El empedrado de la calle Temple
había adquirido el charol de la anochecida. En el bar La Pianola, don Julio se
negaba a interpretar un fragmento de “La Marchenera” solicitado por una chica con ojos de
haber visto el mar. Don Julio, que acompañó muchos años a las Hermanas Castillo
en El Plata, estaba ahora como gallo en corral ajeno entre grupos de jóvenes
que le desplazaban de su taburete. La ventana central de la vieja pianola “Stella & Bernaregui” estaba abierta y
dejaba ver un tubo de metal horizontal
perforado. Era lo más parecido, sin palmera y playa tropical, al
proscenio por donde antes saliera Pititi Mondragón explicando lo de “La pulga”
con desparpajo y oficio. Eso pensaba don Julio mientras liaba un cigarro de “ideales”

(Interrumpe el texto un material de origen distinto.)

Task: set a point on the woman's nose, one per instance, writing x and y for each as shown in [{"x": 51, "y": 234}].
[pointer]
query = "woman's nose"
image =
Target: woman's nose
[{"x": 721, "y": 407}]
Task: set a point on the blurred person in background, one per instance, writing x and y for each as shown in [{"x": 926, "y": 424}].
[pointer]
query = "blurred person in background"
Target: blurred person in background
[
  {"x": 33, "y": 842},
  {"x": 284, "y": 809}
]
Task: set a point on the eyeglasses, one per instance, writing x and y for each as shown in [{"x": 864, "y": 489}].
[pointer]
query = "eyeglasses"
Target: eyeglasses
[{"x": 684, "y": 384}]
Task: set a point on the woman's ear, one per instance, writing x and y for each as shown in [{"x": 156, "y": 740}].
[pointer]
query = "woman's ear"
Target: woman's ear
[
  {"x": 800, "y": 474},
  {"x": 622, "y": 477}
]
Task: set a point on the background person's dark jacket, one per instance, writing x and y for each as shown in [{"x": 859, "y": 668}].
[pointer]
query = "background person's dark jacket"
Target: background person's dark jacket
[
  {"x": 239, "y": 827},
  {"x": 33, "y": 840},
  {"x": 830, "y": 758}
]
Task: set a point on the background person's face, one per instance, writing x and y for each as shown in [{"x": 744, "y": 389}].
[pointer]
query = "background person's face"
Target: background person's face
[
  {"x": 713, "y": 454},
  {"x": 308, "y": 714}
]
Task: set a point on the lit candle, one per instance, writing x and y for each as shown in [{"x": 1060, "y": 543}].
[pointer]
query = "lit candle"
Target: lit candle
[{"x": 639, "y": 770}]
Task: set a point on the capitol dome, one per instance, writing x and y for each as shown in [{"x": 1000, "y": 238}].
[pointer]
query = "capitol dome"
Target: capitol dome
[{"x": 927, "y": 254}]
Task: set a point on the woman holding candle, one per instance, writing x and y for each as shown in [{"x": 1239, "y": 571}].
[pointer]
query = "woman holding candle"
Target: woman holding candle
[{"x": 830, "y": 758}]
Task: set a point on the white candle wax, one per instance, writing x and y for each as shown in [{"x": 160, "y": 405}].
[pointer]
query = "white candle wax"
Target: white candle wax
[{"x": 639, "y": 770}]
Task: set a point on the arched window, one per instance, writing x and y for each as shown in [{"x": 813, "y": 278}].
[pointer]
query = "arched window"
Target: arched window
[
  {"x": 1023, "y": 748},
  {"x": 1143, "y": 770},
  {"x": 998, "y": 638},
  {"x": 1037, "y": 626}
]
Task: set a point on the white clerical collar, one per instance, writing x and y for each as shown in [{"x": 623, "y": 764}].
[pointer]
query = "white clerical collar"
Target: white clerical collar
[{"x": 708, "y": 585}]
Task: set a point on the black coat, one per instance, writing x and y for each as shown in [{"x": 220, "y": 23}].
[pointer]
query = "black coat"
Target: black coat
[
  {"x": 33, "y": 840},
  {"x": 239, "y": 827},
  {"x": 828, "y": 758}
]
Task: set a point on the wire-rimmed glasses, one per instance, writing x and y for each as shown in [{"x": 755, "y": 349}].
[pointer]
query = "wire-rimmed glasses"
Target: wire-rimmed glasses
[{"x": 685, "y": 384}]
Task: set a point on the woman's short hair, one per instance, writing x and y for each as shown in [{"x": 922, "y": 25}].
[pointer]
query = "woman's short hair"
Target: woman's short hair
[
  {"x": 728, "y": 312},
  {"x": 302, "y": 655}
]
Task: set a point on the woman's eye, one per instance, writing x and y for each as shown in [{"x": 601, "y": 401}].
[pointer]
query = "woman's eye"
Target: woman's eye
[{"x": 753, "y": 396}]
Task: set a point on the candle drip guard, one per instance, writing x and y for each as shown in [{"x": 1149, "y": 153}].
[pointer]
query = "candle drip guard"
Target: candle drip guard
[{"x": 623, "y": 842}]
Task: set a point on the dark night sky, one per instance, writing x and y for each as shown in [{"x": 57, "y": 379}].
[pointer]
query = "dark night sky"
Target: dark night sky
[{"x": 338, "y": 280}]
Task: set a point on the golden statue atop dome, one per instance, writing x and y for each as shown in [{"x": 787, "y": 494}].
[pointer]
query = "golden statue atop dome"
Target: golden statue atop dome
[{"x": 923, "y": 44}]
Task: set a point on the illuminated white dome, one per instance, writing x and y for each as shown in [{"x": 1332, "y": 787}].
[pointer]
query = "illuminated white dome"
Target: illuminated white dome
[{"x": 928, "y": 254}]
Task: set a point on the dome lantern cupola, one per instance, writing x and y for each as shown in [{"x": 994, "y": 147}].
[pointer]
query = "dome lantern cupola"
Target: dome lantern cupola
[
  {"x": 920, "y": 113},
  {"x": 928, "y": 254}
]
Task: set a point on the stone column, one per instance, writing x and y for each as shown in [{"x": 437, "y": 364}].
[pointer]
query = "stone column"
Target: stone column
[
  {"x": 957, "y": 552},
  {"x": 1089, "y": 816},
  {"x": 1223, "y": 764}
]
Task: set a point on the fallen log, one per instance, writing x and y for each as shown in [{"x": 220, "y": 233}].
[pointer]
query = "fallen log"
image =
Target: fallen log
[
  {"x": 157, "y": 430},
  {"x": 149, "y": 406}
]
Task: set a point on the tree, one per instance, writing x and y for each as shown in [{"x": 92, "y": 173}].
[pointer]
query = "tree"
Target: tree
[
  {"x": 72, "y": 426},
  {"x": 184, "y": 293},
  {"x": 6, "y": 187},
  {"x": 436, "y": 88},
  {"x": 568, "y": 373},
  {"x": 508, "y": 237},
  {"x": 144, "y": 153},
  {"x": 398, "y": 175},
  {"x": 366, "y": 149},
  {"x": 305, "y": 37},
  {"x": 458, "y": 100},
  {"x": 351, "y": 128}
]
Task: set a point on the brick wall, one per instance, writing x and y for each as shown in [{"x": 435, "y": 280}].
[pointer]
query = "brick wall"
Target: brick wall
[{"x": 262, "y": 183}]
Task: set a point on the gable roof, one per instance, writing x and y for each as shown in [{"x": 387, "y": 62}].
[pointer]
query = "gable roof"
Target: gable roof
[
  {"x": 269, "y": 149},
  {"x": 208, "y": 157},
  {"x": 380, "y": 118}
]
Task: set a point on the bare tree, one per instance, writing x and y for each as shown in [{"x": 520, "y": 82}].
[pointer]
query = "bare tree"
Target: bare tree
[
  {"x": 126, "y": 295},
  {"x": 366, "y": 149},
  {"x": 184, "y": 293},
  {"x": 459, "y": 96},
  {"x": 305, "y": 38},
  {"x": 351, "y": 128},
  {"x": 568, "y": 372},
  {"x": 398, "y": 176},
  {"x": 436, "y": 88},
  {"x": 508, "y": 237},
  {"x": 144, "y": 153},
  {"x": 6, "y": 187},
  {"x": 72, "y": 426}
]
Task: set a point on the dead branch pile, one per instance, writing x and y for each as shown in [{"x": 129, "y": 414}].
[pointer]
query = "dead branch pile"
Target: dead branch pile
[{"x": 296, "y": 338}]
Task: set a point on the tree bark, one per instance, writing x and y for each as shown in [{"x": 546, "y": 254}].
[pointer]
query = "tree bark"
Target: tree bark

que ya sería eterno para el resto de la velada. Un lechuguino se acercó con
intención de solicitarle “El polichinela”. Don Julio dio varias chupadas a su
“ideales” y luego lo dejó posado sobre un platillo. Unos muchachos coreaban
“Cata, catapún, catapún, candela, ¡arsa p’arriba Polichinela…!”. Don Julio
conocía la partitura de memoria y seguía con la vista fija en la ventana
huérfana de rollo. Tal vez pudiera imaginar ver dentro, a tamaño reducido, a
Preciosilla cantando “La chica del 17”.
Un poco después apareció por el local un mocerío procedente del medio rural,
llegado desde Calatorao para visitar la Feria del Campo. Se abrieron paso hasta la barra
a empellones. En la Plaza
del Justicia varios gamberros volcaban unos cubos de basura. Y en la fuente de
La samaritana sobrenadaban, como venidas de otros piélagos, unas botellas vanas de mensajes. La luna
llena con cara gorda de “carta de ajuste” examinaba silente el espectáculo
callejero como una alcahueta agazapada tras la celosía de las nubes. A don
Julio le demandaban ahora el “Ven y ven”. Don Julio volvió a encender el
cigarro de “ideales”, proporcionó dos pipadas y lo posó sobre la escudilla para
que volviera a apagarse. Las gurruminas solicitantes, muy contentas, corearon
“Ven y ven y ven; vente chiquillo conmigo…” Concluido el fragmento al pianista
le entró secaño. Se levantó del escabel, cuya base era lo más parejo a un tabal
de sardinas en salazón, se acercó a la barra y pidió a Ángela una botellita de
agua mineral, consciente de que en el agua residía toda la melancolía. La noche
morada se iba disipando; y don Julio, que presentía el relente y ese raro ventolín
de paso silente y abanto que arquea las raspas de los difuntos, se protegió con
su abrigo y salió mareado a la calle camino de su casa. Hostigaba la bulla de
los que no pensaban nunca en marcharse a dormir. Cada uno tenía su particular
“skate-board” en el laberinto de callejuelas medianeras aderezadas con husma de
orines y catinga. En la trocha hacia casa, cerca de la Puerta del Carmen, le
solicitó la hora un hatajador zanguayo, gago y de dilatada andorga. Pensó que
Zaragoza había ahorcado sus sensibles hábitos, pero no le dio excesiva
importancia. Era nacido en Gallur y de natural agradecido.